Avant de lancer son activité, l’entrepreneur doit s’interroger s’il souhaite entreprendre seul ou à plusieurs.

S’il choisit d’être le seul maître à bord, la forme sociale adaptée est l’EI, l’EIRL, l’EURL ou la SASU. Toutefois, il faut prendre conscience qu’en choisissant une entreprise individuelle, des risques sont nombreux. L’entreprise pourra porter son nom mais les patrimoines personnels et professionnels seront juridiquement confondus. Dans le cas où le conjoint souhaite également rejoindre l’entreprise, il devra choisir entre le statut de conjoint salarié ou celui de conjoint collaborateur.

En revanche, si l’entrepreneur décide de travailler avec des associés, il faudra qu’il créé une société. Il aura notamment le choix entre SARL, SAS, SNC, SA... Pour autant, il est nécessaire de connaître le nombre de personnes pouvant y participer. Par exemple, dans une SARL, le nombre d’associés doit être entre 2 et 100, tout comme dans une SNC. Dans une SA cotée en bourse, le nombre minimum d’associés est de 7, tandis que dans une SA non cotée, il en faut 2 au minimum. En choisissant une société, l’entreprise aura son propre patrimoine, et l’utilisation de ses biens à des fins personnelles exposerait les associés à des sanctions.

Erreur #2 — Mettre en danger le patrimoine privé

Il faut savoir que plusieurs formes de sociétés engagent une responsabilité illimitée de l’entrepreneur. Il s’agit notamment des entreprises individuelles et des sociétés civiles. Dans ce cas, il convient de bien distinguer le patrimoine personnel et celui du conjoint (plus particulièrement s’il s’agit d’un mariage sous le régime de la communauté des biens).

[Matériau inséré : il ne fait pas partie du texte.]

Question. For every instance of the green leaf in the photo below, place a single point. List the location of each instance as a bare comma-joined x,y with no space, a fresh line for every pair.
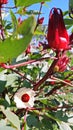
71,3
6,128
2,82
12,118
11,48
26,3
64,126
14,20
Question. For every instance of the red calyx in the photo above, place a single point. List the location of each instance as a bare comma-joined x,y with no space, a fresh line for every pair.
3,2
40,21
57,35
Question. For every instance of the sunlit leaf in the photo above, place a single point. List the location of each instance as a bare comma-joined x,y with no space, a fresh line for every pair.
64,126
12,118
12,47
26,3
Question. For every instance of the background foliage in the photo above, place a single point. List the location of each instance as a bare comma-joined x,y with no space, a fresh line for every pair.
52,112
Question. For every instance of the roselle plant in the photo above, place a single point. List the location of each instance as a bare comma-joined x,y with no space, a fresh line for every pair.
36,67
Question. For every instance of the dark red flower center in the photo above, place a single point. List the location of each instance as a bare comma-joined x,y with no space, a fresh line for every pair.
25,97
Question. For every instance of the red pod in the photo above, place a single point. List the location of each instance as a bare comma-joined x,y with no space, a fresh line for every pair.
3,2
57,35
40,21
71,38
62,63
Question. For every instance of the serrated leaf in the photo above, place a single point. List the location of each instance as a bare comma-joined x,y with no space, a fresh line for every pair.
26,3
12,118
64,126
6,128
14,20
11,48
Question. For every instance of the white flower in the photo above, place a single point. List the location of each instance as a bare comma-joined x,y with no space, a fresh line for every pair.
24,98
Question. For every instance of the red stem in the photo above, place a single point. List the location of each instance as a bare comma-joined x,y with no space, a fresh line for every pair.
3,65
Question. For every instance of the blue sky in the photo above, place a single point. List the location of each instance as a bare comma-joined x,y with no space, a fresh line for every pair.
63,4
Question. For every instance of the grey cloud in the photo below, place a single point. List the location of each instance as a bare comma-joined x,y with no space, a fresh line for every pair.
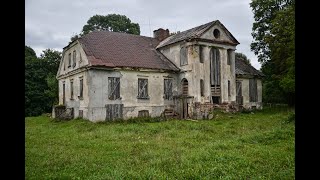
50,24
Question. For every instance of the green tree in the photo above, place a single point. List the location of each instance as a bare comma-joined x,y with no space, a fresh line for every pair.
41,87
242,56
110,22
274,44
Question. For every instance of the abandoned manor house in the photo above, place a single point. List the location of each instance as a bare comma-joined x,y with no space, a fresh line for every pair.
109,75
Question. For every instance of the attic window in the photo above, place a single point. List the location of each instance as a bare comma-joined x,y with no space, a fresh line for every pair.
216,33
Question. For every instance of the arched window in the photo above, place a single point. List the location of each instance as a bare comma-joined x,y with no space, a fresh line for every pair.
215,67
201,87
184,83
183,56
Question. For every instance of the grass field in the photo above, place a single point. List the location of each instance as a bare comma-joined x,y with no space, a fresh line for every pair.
232,146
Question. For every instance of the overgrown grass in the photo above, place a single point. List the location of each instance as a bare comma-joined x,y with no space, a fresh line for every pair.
258,145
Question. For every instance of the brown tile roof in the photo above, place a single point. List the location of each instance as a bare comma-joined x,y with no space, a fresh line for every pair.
195,32
112,49
242,68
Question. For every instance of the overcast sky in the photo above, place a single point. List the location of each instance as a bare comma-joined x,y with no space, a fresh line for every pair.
51,23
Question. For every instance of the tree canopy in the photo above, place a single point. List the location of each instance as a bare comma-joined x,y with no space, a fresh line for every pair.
110,22
41,85
239,55
274,43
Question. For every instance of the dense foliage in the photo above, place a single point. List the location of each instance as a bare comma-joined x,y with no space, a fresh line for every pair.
41,85
274,43
242,56
110,22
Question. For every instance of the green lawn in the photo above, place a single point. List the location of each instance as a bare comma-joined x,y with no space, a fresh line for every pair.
232,146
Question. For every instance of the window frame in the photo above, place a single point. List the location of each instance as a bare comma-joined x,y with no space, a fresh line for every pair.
253,90
184,55
167,94
69,60
201,88
71,90
146,94
113,92
81,88
74,58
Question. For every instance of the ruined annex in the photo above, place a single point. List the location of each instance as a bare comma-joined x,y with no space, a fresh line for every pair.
109,75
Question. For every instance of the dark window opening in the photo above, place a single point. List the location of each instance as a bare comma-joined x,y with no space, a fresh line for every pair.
74,58
143,89
80,113
113,88
168,94
143,113
69,61
200,54
71,89
229,51
253,92
216,99
183,56
184,87
81,89
201,87
229,93
216,33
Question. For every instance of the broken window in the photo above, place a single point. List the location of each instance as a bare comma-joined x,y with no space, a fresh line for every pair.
74,58
143,89
168,89
200,54
81,89
184,86
69,61
239,98
229,51
71,89
143,113
113,88
229,93
201,87
253,92
183,56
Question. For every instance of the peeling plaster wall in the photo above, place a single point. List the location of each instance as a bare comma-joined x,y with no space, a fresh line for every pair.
80,61
98,82
77,103
245,93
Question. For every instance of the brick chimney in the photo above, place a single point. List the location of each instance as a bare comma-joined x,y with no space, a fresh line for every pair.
161,34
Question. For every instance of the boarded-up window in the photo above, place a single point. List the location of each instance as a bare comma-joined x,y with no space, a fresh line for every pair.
113,88
74,58
114,111
229,93
200,54
81,89
229,51
184,87
183,56
168,89
143,89
71,89
143,113
201,87
69,60
253,93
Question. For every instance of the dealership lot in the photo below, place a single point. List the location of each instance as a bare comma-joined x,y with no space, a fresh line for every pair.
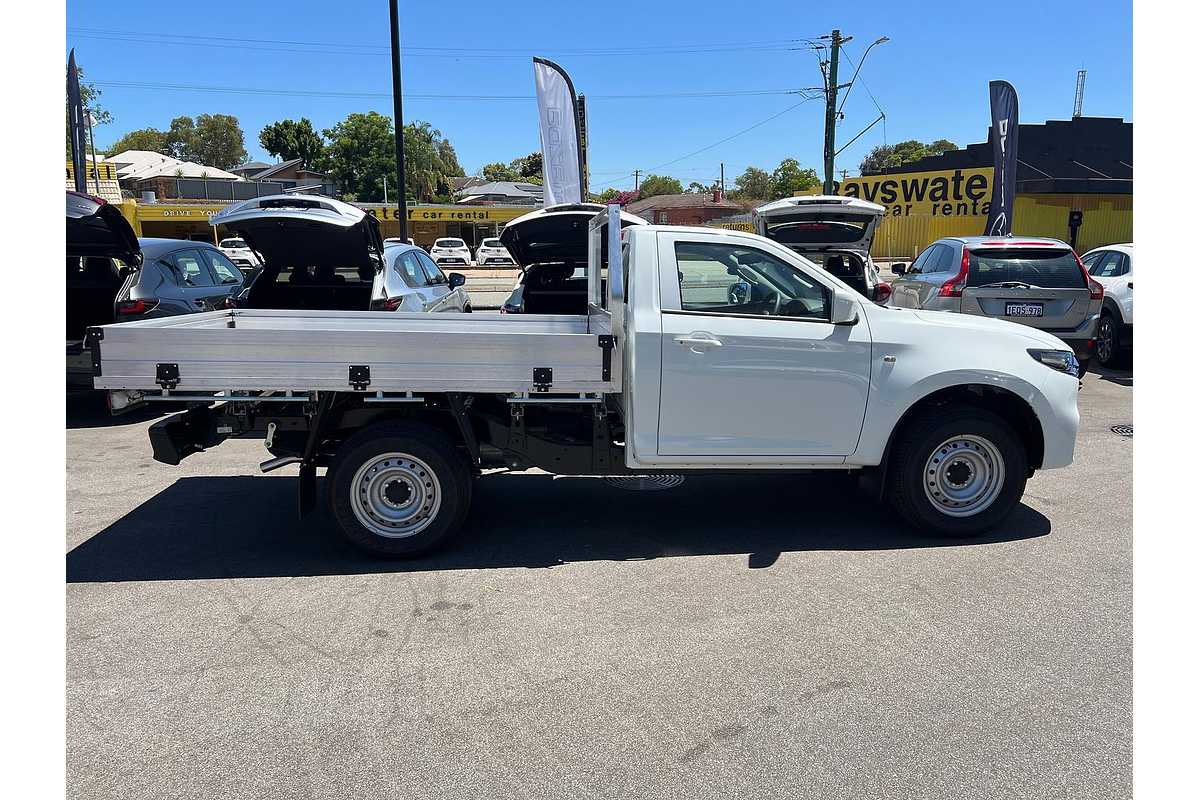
759,636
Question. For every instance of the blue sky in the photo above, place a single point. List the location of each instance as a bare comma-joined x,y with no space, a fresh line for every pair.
930,78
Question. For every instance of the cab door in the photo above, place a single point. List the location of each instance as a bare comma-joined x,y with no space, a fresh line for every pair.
753,367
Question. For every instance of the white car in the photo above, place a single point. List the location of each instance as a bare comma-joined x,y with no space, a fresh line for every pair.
450,251
832,232
1111,266
240,253
492,252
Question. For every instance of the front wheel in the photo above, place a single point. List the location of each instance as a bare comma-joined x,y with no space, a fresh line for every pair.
399,489
957,471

Par ailleurs, si l’activité présente des risques importants et que l’on souhaite protéger son patrimoine personnel, autant opter pour une société à responsabilité limitée (en principe, au montant des apports). En cas de difficulté de l’entreprise, les biens personnels seront à l’abri de l’action des créanciers.

Attention toutefois, au cas où l’on se porte caution des engagements de la société ou si des fautes de gestion graves sont commises dans l’exercice des fonctions. À ce moment-là, la responsabilité peut atteindre le patrimoine personnel.

Erreur #3 — Choisir une forme sociale qui ne correspond pas à son activité

En effet, certaines activités ne peuvent être exercées que sous certaines formes juridiques. Par exemple, la commercialisation de tabac ne peut se faire qu’en SNC ou EI. Il y a également les activités de capitalisation, d’épargne ou d’assurance qui doivent uniquement être exercées sous le statut de SARL.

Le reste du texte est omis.